The August 2015 New Residential Single Family Home Sales increased by 5.7%. Sales jumped up by 30,000 annualized units to 552,000 for the month. July was significantly revised upward from 507 thousand to 532 thousand sales. These are levels not seen since February 2008. For the year, new single family home sales are up 21.6% from the year ago 454,000 sales levels. The annual increase is equal to the ±18.7% margin of error. In this Census survey, amounts are annualized and represent what the yearly volume would be if just that month's rate were applied to the entire year. These figures are also seasonally adjusted. The monthly percentage changes are always in between error margins (this month ±16.2%) and sales figures are almost always revised.
The August 2015 average home sale price was $353,400. This is a 2.5% monthly increase. From a year ago the average price has changed by 0.5%. Overall it appears prices are really flat lining from a year ago and this should be no surprise since they are clearly not affordable for most people.
The median home price is $292,700 and had a 0.5% change from the previous month. From August 2014, the median new home sales price also has almost no change, 0.3%. Median means half of new homes were sold below this price and both the average and median sales price for single family homes are not seasonally adjusted.
Inventories: New homes available for sale is now 216,000 units, a 0.5% increase from last month. From a year ago inventories have increased 5.4% and this is outside the ±6.1% margin of error. The monthly change is also outside the ±2.0% error margin.
The graph below shows how long it would take to sell the new homes on the market at each month's sales rate. For June the time stands at a very low 4.7 months. This is a -4.1% monthly change with a whopping -13% annual drop. That is a very tight new homes sales market.
The median time a house was completed and on the market to the time it sold was 3.7 months. From a year ago that time period was 3.1 months. This implies the median time to move new properties is still reasonably stable.
Even after the housing bubble popped new home sales were in the 600 thousand range, so sales are really returning to decade old levels while the potential home buyer population has increased. The median price is way above 2006 levels.
A note on Census New Home Sales survey report: The variance in monthly housing sales statistics is so large, in part, due to the actual low volume overall, along with the fact this is a survey. One needs to look at least a quarter of time to get a real feel for new home sales, but a year of sales data is more in order. Additionally this report, due to it's huge margin of error, is almost always revised significantly the next month. Buyer beware on month to month comparisons and reacting to primarily figures and why we graph up the statistics so one can identify a real trend versus press headline buzz. The graphs show the trend much better than the monthly percentage changes.
The Census notes that the average revision is about 5% of the original reported.
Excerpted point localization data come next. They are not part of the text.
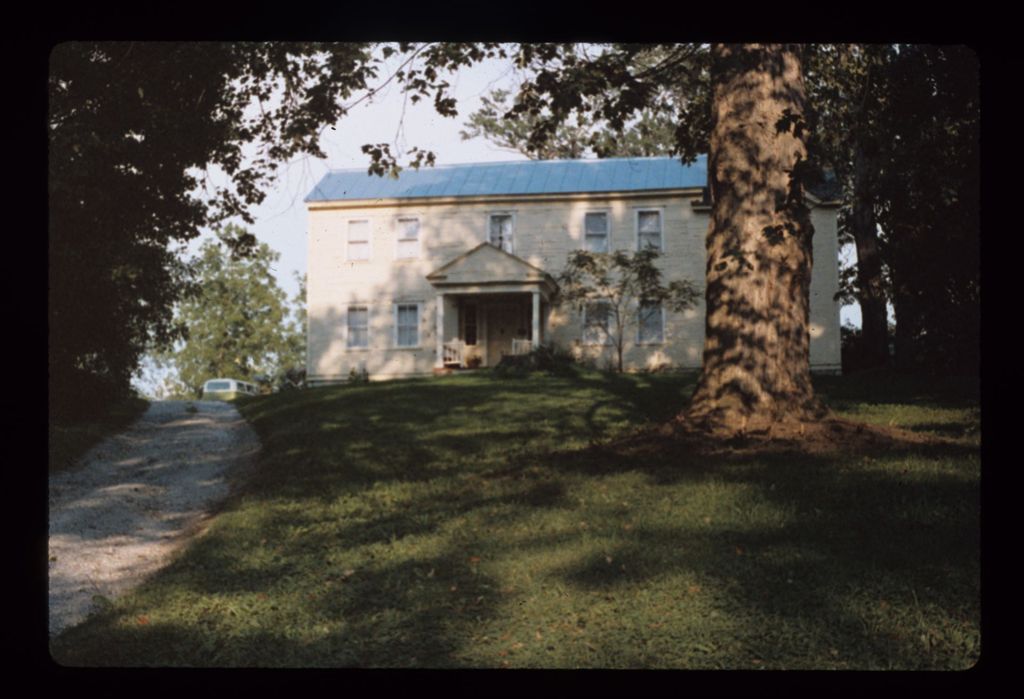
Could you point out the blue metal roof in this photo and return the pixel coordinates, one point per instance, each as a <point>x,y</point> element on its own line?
<point>518,177</point>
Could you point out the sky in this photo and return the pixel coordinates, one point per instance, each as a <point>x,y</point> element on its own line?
<point>387,118</point>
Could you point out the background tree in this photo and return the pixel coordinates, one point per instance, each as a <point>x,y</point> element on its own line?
<point>929,207</point>
<point>240,324</point>
<point>751,100</point>
<point>148,144</point>
<point>652,133</point>
<point>620,285</point>
<point>848,95</point>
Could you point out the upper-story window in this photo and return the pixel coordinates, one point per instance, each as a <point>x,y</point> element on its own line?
<point>595,224</point>
<point>358,326</point>
<point>597,322</point>
<point>409,238</point>
<point>501,231</point>
<point>358,241</point>
<point>649,229</point>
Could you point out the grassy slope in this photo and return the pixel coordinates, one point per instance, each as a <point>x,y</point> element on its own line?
<point>69,440</point>
<point>457,522</point>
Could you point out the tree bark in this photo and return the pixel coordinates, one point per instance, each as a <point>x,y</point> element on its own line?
<point>870,290</point>
<point>757,345</point>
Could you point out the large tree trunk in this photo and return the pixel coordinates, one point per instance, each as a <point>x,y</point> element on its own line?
<point>757,346</point>
<point>870,290</point>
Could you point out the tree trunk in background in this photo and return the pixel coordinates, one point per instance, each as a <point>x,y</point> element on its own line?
<point>870,289</point>
<point>757,346</point>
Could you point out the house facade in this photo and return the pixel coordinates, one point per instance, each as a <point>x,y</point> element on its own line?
<point>456,266</point>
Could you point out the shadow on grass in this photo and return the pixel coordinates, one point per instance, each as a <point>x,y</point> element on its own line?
<point>371,519</point>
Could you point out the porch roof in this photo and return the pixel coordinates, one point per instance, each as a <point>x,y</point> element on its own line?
<point>487,268</point>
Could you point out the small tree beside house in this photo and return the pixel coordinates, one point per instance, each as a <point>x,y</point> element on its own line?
<point>620,293</point>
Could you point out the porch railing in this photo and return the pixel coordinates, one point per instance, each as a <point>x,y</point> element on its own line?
<point>520,346</point>
<point>455,352</point>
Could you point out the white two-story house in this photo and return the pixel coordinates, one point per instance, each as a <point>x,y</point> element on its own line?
<point>456,266</point>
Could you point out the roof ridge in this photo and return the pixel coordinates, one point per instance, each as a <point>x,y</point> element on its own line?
<point>524,162</point>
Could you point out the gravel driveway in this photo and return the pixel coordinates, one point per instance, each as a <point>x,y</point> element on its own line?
<point>135,498</point>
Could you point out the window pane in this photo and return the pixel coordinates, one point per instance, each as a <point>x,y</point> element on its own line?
<point>408,337</point>
<point>501,231</point>
<point>358,332</point>
<point>409,248</point>
<point>358,251</point>
<point>409,228</point>
<point>358,239</point>
<point>650,241</point>
<point>409,325</point>
<point>650,222</point>
<point>596,224</point>
<point>596,323</point>
<point>596,232</point>
<point>651,330</point>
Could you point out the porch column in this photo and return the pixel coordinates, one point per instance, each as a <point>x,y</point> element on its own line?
<point>439,361</point>
<point>537,320</point>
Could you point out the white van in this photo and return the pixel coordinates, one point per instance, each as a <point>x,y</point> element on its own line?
<point>227,389</point>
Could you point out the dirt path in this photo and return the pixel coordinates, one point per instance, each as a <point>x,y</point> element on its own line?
<point>135,498</point>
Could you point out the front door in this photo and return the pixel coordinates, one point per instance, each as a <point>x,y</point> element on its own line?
<point>503,321</point>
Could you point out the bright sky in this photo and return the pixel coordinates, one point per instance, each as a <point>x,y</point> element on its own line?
<point>388,118</point>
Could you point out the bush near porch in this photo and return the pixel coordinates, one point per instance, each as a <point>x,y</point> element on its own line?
<point>473,521</point>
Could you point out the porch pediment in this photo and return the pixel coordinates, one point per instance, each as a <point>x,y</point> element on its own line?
<point>485,265</point>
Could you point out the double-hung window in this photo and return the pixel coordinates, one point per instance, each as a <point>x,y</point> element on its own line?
<point>409,238</point>
<point>358,241</point>
<point>650,328</point>
<point>407,324</point>
<point>595,232</point>
<point>596,319</point>
<point>500,231</point>
<point>358,326</point>
<point>649,229</point>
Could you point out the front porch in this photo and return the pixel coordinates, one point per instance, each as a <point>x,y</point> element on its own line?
<point>489,304</point>
<point>488,326</point>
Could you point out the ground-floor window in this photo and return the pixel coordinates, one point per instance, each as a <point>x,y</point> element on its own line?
<point>469,323</point>
<point>650,329</point>
<point>596,318</point>
<point>408,324</point>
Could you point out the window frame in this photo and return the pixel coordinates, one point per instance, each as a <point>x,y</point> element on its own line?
<point>607,341</point>
<point>607,230</point>
<point>349,347</point>
<point>650,343</point>
<point>510,214</point>
<point>369,242</point>
<point>398,239</point>
<point>419,321</point>
<point>636,226</point>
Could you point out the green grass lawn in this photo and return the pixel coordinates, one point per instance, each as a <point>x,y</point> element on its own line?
<point>470,521</point>
<point>70,439</point>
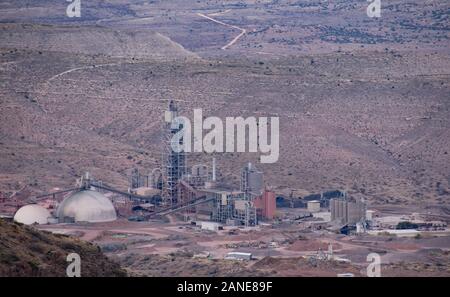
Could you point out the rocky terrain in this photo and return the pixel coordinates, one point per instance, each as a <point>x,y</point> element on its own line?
<point>363,103</point>
<point>26,251</point>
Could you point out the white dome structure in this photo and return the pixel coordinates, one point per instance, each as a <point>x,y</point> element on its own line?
<point>32,214</point>
<point>86,206</point>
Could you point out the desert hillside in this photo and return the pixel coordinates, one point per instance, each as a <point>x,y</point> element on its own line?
<point>26,251</point>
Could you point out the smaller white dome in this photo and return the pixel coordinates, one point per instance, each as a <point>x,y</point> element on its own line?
<point>32,214</point>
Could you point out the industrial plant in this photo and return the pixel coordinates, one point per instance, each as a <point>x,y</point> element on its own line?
<point>188,208</point>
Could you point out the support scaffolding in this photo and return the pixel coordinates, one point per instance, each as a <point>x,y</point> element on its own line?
<point>174,163</point>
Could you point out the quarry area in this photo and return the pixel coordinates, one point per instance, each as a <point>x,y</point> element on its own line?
<point>87,111</point>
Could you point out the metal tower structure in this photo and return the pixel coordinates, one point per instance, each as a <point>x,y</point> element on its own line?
<point>174,163</point>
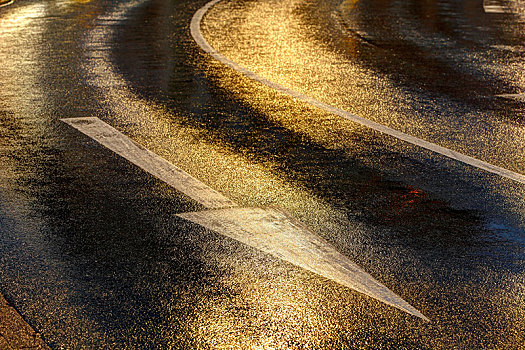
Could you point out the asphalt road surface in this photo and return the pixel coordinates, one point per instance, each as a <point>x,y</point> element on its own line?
<point>318,174</point>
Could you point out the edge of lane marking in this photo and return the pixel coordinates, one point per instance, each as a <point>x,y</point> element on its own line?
<point>195,30</point>
<point>113,139</point>
<point>492,7</point>
<point>6,3</point>
<point>274,232</point>
<point>268,229</point>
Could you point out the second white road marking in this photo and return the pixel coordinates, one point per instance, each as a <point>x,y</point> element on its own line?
<point>111,138</point>
<point>267,229</point>
<point>201,41</point>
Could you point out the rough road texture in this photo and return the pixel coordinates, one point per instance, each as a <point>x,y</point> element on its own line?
<point>15,333</point>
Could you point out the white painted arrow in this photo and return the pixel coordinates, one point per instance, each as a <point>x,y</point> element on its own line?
<point>269,230</point>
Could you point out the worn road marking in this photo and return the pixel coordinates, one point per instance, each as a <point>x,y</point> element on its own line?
<point>269,230</point>
<point>518,97</point>
<point>272,231</point>
<point>201,41</point>
<point>150,162</point>
<point>15,332</point>
<point>492,7</point>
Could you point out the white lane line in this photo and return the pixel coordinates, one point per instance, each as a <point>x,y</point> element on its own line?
<point>492,7</point>
<point>272,231</point>
<point>150,162</point>
<point>199,39</point>
<point>518,97</point>
<point>269,230</point>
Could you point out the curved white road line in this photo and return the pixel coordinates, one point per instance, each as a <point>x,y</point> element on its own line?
<point>269,230</point>
<point>201,41</point>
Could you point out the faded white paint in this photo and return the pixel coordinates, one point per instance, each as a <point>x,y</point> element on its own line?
<point>269,230</point>
<point>272,231</point>
<point>150,162</point>
<point>201,41</point>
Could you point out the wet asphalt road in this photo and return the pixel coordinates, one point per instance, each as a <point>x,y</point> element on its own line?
<point>93,256</point>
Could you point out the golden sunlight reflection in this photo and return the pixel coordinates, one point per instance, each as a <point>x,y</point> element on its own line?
<point>273,40</point>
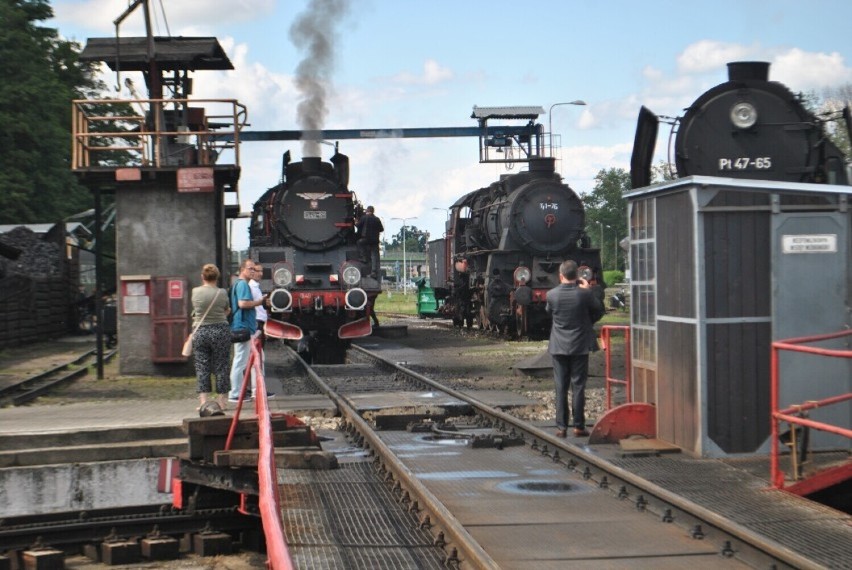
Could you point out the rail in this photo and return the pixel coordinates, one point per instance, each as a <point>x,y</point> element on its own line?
<point>118,133</point>
<point>606,339</point>
<point>269,500</point>
<point>796,415</point>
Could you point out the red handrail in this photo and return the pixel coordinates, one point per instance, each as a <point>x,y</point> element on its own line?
<point>606,336</point>
<point>776,476</point>
<point>278,554</point>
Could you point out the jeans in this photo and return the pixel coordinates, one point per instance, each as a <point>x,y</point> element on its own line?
<point>570,370</point>
<point>242,351</point>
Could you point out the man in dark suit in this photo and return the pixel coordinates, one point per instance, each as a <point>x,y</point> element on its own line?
<point>574,307</point>
<point>369,227</point>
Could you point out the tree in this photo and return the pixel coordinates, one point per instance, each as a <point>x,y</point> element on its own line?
<point>36,183</point>
<point>415,240</point>
<point>831,105</point>
<point>606,215</point>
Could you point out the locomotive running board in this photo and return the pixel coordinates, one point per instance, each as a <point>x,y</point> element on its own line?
<point>286,331</point>
<point>356,329</point>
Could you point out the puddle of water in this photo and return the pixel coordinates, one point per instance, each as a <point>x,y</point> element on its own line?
<point>537,487</point>
<point>452,475</point>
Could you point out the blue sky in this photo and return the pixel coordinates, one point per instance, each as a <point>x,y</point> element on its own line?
<point>401,64</point>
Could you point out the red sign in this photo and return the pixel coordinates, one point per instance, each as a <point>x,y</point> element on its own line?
<point>197,179</point>
<point>175,289</point>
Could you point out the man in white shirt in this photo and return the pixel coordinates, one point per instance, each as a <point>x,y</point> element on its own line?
<point>260,313</point>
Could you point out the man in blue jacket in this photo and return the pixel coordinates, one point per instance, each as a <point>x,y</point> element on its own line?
<point>574,308</point>
<point>243,308</point>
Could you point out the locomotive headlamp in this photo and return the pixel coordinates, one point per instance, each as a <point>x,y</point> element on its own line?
<point>282,276</point>
<point>351,275</point>
<point>280,300</point>
<point>522,274</point>
<point>743,115</point>
<point>356,299</point>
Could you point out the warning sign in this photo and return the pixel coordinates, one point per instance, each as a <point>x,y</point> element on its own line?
<point>198,179</point>
<point>175,289</point>
<point>816,243</point>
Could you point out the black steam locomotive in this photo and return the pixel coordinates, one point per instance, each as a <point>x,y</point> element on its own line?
<point>303,232</point>
<point>503,248</point>
<point>748,127</point>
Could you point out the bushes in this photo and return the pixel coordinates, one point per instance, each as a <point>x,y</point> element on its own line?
<point>613,277</point>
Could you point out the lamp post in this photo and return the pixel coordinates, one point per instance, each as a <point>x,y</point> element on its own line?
<point>550,118</point>
<point>404,273</point>
<point>609,228</point>
<point>615,250</point>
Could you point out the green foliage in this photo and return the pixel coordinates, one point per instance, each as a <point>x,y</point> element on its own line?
<point>415,240</point>
<point>36,183</point>
<point>396,302</point>
<point>613,277</point>
<point>606,214</point>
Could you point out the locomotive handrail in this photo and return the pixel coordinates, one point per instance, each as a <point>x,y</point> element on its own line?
<point>149,139</point>
<point>794,416</point>
<point>606,338</point>
<point>269,499</point>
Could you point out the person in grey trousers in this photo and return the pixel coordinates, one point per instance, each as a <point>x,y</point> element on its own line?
<point>574,308</point>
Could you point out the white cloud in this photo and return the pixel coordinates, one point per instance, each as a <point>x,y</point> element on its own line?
<point>802,71</point>
<point>433,74</point>
<point>708,56</point>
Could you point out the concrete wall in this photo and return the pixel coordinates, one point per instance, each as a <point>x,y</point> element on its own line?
<point>162,233</point>
<point>59,488</point>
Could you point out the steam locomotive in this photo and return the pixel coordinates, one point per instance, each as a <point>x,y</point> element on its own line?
<point>748,127</point>
<point>503,248</point>
<point>303,232</point>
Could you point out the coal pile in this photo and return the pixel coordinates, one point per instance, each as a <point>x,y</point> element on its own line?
<point>35,257</point>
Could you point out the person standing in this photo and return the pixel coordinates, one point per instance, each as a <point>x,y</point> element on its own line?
<point>243,307</point>
<point>257,295</point>
<point>211,341</point>
<point>369,227</point>
<point>261,316</point>
<point>574,308</point>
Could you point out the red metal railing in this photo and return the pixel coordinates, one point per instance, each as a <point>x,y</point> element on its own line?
<point>792,415</point>
<point>606,338</point>
<point>278,555</point>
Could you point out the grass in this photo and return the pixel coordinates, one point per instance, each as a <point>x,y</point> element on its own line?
<point>396,302</point>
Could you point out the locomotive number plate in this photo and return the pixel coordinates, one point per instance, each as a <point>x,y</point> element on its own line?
<point>745,163</point>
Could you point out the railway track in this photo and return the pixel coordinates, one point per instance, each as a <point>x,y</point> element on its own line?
<point>22,389</point>
<point>661,525</point>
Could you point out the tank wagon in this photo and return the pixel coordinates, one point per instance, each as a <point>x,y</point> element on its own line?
<point>303,232</point>
<point>503,248</point>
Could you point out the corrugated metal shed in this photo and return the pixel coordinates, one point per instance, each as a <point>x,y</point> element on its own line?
<point>170,53</point>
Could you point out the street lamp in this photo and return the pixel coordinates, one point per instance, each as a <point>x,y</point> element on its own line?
<point>609,228</point>
<point>550,118</point>
<point>404,274</point>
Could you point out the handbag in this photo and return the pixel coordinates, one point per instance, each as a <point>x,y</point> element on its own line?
<point>239,335</point>
<point>187,344</point>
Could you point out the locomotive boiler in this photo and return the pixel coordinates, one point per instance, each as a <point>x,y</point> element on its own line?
<point>303,232</point>
<point>746,128</point>
<point>503,248</point>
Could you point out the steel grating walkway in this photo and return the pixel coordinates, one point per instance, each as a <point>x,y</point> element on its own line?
<point>348,518</point>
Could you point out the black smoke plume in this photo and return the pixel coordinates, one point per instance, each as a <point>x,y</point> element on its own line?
<point>314,33</point>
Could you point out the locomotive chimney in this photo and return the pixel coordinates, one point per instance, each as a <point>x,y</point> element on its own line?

Here are our overviews of residential real estate statistics, only some graphs revised.
Frankly I couldn't get the Fed to update but they should be tomorrow.
some their graphs dont load with the current dataset showing; you have to jog the interactive bar on the bottom to the right to get it to appear...i've complained about that and a bunch of other issues several times without much being fixed, even after correspondence with the woman who supervises that operation...i wanted to embed some interactive FRED graphs, but if i did, i'd have to write an explanation on how to get the data to show up..what good is a graph if it doesn't show the current data when it's first loaded?
I don't use FRED that way, long story
I used a different calling method and please do not use their "embedded" code for it slows down the site and doesn't scale right.
they fixed the old (restored it) enough so I could still use it and thank god because that's thousands of graphs.